Late last year, Polartec announced plans to close the plant and shift manufacturing to two plants—one in Tennessee, the other in nearby Hudson, New Hampshire. The move was sharply criticized by union officials and Feuerstein.
On Thursday, about 100 people showed up to demonstrate outside Fenway’s gates, organizers said, with some holding signs reading “Polartec belongs in Lawrence’’ and banners saying “We are Polartec.’’ With temperatures hovering around 20 degrees, the demonstration only lasted about 30 minutes, starting shortly before the event’s gates opened at 6 p.m.
The demonstration was organized by the joint boards of New England’s Unite Here labor unions. Most of the people who stood in the cold are factory workers from Lawrence’s Unite Here Local 311, with family members in tow, organizers said.
“If they get our message, they will stay,’’ Alba Acevedo, who identified herself as a 13-year employee at the facility, said in Spanish through an interpreter. “But if the decision is final, we still want to tell the company that we do not think this is okay and they should not ignore the many years we have worked here.’’
Rivian Bell, a spokeswoman for Polartec, said the company would not comment on the demonstration.

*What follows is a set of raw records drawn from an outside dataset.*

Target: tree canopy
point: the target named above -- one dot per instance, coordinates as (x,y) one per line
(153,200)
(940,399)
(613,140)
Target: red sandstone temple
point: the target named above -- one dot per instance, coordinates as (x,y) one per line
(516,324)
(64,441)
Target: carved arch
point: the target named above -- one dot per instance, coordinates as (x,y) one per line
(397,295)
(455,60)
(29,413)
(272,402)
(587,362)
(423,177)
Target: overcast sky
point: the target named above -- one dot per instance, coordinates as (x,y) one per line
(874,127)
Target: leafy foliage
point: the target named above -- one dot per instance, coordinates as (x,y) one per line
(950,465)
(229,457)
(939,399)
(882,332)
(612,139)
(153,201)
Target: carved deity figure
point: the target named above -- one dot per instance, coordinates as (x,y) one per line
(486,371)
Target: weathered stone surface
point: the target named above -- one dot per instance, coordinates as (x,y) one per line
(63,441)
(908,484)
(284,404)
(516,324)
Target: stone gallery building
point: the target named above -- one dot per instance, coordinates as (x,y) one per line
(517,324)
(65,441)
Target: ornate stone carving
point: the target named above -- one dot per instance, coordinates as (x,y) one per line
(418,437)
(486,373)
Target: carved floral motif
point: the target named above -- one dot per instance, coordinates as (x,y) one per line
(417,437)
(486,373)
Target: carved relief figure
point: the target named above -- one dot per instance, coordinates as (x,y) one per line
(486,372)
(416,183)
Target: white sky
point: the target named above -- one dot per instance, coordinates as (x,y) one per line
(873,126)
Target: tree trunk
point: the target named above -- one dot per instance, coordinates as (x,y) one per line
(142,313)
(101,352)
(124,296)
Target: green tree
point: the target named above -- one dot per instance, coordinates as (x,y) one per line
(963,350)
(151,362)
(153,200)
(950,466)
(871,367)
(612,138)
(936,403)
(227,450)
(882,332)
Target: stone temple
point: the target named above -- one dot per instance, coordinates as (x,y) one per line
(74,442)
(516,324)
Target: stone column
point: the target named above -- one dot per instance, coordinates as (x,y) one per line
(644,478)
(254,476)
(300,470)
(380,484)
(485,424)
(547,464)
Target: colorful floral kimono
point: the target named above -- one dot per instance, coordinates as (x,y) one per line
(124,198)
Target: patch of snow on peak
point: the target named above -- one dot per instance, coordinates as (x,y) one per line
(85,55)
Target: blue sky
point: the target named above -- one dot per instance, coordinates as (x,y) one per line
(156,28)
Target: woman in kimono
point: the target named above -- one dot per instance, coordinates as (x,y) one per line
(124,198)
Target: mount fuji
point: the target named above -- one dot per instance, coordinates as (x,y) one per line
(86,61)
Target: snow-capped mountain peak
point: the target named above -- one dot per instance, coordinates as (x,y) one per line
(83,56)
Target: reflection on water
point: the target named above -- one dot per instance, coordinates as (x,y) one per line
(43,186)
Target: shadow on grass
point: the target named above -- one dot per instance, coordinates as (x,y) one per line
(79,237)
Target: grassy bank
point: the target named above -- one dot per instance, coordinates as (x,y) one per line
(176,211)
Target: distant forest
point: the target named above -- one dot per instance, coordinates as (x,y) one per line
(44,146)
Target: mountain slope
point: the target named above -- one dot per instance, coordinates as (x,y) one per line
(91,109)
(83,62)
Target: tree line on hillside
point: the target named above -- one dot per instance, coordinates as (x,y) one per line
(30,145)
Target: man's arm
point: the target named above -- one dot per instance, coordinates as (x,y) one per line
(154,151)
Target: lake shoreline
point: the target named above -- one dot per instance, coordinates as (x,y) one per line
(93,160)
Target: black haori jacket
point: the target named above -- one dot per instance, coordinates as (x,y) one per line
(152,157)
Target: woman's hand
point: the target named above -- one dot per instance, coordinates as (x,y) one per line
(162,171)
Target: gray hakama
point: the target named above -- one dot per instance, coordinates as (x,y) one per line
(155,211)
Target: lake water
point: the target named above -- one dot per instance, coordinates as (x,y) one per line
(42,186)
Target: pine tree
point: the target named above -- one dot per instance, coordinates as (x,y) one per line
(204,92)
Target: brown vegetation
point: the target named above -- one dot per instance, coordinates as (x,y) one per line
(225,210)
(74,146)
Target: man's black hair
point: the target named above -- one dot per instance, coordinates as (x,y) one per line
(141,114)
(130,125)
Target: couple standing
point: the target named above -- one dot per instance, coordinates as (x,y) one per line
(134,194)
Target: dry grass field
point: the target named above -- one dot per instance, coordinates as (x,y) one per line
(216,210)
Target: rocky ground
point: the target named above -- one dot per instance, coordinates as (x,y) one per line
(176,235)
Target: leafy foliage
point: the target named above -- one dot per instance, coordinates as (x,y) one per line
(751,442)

But Bell said the shutdown of the plant would come in phases over the next 12 to 18 months and that some of the factory’s employees are expected to be retained to work at the New Hampshire factory. Plans for the closure have not yet been finalized, she said.
According to Unite Here, about 350 union employees work at the factory. Arthur Phillips, a spokesman for Unite Here, said the union expects significant job losses even with the nearby facility in New Hampshire. “Because it’s a very small facility, we don’t think it can accommodate a large number of workers from Lawrence,’’ he said.